Gears of War 3 Review
Game: Gears of War 3
Developer: Epic Games
Publisher: Microsoft Studios
Available on: Xbox 360 Only
Carrying the teasing motto “Brothers to the End” and promising to be the finale to the Gears of War trilogy, it really doesn’t come much bigger than Gears of War 3. Continuing the story of Marcus Fenix and Co. is something we’ve all been aching to do since the closing seconds of Gears of War 2, and multiplayer fans will have been hugely encouraged by the beta testing for this closing title, but has the wait been worth it?
This review is completely spoiler-free.
STORY: Starting eighteen months after Gears of War 2 finished, the COG army is in disarray, the lambent locust are everywhere, and the entire planet of Sera is a battlefield. Four player co-op means that there are plenty of new COG soldiers involved this time around as well as old favourites, with Anya stepping onto the battlefield for the first time in the series.

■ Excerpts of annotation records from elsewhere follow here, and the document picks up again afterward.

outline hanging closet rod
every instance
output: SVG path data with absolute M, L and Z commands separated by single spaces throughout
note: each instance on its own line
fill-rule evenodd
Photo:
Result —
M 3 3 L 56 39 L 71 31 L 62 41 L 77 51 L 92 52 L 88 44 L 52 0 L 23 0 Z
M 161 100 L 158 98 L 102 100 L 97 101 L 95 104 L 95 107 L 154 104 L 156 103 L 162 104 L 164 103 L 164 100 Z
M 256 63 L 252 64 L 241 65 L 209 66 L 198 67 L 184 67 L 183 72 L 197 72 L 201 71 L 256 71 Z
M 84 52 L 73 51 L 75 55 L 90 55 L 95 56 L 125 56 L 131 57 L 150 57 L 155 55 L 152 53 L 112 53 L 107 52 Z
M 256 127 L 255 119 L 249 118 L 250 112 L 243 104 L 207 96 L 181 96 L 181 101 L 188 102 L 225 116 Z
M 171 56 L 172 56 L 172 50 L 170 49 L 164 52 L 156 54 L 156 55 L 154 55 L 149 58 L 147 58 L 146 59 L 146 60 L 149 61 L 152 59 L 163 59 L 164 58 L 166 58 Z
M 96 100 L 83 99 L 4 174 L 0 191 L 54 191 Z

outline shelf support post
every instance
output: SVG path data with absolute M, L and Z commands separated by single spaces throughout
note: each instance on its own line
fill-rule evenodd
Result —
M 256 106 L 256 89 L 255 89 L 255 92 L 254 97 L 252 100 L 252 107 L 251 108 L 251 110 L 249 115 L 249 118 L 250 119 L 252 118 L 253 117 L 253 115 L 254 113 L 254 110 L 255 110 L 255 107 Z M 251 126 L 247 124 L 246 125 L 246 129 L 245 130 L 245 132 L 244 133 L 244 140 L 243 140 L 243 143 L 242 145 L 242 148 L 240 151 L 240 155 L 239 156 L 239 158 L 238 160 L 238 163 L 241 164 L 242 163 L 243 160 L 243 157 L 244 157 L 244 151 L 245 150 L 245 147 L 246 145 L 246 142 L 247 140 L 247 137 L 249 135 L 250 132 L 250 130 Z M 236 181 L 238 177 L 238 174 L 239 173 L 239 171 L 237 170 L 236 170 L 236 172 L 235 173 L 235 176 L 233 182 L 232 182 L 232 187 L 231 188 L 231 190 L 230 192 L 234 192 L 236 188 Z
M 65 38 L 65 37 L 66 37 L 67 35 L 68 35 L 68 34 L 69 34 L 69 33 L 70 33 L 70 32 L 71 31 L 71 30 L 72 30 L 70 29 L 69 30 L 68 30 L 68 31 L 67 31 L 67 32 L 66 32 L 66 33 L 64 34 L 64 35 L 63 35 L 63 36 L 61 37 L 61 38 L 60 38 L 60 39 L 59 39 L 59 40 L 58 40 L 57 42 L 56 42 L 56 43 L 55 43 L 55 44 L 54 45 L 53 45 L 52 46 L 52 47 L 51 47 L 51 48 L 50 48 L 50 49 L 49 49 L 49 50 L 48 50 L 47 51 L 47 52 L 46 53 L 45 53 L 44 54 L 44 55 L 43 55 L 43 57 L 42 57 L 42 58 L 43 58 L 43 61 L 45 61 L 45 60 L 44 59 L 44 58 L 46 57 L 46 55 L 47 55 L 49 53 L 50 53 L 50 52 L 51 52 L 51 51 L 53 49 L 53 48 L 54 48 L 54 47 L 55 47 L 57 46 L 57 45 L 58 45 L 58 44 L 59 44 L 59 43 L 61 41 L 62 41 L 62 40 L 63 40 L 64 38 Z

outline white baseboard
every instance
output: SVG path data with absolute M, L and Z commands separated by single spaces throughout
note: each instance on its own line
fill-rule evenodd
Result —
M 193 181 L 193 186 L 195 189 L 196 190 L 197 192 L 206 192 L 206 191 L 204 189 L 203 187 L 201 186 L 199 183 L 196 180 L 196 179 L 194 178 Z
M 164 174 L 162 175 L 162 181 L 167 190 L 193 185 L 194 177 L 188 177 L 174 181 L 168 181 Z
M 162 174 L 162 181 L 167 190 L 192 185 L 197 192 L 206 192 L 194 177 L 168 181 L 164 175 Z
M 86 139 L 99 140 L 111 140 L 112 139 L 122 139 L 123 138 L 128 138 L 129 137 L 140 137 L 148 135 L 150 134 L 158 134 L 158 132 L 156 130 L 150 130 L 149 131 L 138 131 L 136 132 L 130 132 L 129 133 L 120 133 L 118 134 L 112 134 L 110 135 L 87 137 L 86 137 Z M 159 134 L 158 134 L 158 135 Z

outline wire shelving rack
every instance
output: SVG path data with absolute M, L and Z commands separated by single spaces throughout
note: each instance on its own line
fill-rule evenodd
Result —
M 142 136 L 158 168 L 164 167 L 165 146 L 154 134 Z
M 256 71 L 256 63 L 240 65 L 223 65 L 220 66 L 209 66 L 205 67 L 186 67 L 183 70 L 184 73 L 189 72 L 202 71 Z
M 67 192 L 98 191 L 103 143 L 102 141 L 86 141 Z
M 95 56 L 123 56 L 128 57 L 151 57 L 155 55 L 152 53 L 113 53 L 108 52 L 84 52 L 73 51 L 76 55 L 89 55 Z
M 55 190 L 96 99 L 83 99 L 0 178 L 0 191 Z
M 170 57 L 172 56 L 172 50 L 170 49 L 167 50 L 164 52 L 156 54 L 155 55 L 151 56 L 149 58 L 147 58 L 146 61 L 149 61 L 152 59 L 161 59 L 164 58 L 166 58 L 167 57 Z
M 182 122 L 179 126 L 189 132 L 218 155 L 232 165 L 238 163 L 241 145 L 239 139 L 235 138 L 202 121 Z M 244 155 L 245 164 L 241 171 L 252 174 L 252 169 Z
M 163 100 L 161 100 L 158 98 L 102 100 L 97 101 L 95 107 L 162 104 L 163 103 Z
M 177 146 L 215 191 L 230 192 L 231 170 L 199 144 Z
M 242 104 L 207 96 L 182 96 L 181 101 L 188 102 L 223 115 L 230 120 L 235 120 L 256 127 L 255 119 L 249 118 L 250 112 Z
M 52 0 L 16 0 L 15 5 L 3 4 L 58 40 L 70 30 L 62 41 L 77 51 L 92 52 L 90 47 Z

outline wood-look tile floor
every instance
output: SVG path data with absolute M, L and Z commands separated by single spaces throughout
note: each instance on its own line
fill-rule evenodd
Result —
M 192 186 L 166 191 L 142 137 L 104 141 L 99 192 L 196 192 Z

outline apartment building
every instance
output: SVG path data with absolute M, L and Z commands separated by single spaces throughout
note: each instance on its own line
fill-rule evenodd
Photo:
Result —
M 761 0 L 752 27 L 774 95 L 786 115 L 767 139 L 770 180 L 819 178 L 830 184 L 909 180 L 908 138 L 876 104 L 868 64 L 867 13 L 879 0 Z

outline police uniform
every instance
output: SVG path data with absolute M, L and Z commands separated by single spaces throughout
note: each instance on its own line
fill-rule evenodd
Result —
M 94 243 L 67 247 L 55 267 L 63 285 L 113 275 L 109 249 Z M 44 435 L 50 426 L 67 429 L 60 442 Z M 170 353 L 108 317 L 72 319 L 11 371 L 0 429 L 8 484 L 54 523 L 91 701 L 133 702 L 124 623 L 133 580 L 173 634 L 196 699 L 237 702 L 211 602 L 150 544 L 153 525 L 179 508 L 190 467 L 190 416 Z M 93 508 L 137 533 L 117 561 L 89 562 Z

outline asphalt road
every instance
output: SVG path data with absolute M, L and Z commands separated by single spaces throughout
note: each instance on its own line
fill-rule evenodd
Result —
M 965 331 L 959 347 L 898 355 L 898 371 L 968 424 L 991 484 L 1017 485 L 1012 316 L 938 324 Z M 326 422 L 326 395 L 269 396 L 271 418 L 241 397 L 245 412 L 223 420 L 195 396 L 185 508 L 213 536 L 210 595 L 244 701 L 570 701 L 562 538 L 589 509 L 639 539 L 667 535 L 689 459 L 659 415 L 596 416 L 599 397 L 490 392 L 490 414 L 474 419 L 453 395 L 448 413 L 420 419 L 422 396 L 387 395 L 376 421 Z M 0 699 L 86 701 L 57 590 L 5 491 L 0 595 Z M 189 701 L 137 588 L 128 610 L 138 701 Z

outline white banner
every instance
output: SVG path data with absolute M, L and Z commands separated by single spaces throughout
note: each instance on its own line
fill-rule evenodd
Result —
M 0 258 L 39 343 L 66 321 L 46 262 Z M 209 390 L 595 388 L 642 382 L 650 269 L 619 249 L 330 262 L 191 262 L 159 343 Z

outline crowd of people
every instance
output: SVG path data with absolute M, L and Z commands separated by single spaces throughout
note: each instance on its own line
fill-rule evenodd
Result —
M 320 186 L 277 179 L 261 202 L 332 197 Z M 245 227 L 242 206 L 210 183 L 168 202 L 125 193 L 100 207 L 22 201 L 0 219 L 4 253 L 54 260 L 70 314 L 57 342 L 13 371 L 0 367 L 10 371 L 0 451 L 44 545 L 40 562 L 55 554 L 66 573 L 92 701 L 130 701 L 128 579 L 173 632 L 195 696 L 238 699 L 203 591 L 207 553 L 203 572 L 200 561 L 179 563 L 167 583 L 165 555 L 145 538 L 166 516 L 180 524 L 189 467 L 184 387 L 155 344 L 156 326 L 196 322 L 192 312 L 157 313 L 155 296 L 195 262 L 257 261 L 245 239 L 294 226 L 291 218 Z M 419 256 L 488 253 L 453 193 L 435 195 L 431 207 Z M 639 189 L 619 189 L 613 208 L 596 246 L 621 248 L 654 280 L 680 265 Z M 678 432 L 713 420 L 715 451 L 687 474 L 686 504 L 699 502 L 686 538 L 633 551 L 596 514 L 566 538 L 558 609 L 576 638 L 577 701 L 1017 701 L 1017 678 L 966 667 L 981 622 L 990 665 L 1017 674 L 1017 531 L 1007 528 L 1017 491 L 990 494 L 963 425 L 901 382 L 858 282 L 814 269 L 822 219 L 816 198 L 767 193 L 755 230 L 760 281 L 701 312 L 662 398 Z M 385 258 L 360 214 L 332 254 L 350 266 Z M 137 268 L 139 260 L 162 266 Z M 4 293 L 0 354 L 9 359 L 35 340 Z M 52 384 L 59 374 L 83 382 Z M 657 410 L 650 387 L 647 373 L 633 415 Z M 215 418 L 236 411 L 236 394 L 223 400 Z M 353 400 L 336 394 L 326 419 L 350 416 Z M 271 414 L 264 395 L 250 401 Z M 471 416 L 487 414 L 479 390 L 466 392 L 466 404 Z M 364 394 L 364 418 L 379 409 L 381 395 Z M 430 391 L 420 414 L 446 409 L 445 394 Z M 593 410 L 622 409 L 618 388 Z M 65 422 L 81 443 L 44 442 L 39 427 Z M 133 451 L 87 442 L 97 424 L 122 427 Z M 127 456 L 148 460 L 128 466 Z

As promised, you’ll find no plot spoilers here, but the important thing to note about the story is that this time around it has been handled with kid gloves, and the gravitas the closing part of a trilogy deserves. The emotional moments are touching, not ham-fisted, and once you start playing you’ll find it next to impossible to stop, you’ll want to know how Gears of War 3 plays out. Just know this, there are plenty of shocks and suprises up Gears of War 3’s sleeves.
GRAPHICS: You might think that being the third instalment of a series means you’ll know what to expect in terms of visuals, and at times, you may be right. However, Epic have stretched the Xbox 360 to absolute breaking point at times with some locations that will leave your jaw agape at their beauty. It is well worth playing the Campaign several times just to catch all the things you missed the first time around.
No expense has been spared, and with the battle being fought between three factions (Locust, Lambent, COG) the volume of explosions has been ratcheted up about ten notches, making for an altogether incredible visual feast. All of this comes at no cost, and even in split-screen the frame rate and visuals do not suffer.
SOUND: Yet another exemplary showing on the sonic front, with some magnificent composition accompanying the insanity that is the Sera battlefield. Emotional when it calls for it, tense when needed and bombastic all at once, the Gears of War 3 soundtrack is one that audiophiles will be wanting to purchase to listen to seperately.
The voice work is as always excellent, and more emotion than ever appears to have been put into the discussion between characters, with the absolute desperation in every word felt in a devastating manner. Humour is used sparingly but very well, and the guest spots don’t feel out of place at all. Gears of War 3 has been treated with the respect it deserves, and the audio is fantastic.
GAMEPLAY: The cover based third-person shooter people know and love returns, and people who were lucky enough to experience the multiplayer beta will already feel they’ve seen plenty of what the game has to offer. These people would be very wrong. Gears of War 3 is a package that is bursting at the seams with content, so much so that it’s hard to know where to begin.
Campaign mode has all the usual features you’d expect to find in a high quality title, but this time around four player co-op is included; though if you do choose to play solo you won’t feel as though you are missing out. The branching choices are still there of course, but they all make sense to the narrative and it never feels as though you are missing anything by not having three other players. New this time around is Arcade Campaign, which adds a score based mini-game to the Campaign for co-op, so that although you’ll still essentially be playing the same story mode, you get to compete with your friends for high scores.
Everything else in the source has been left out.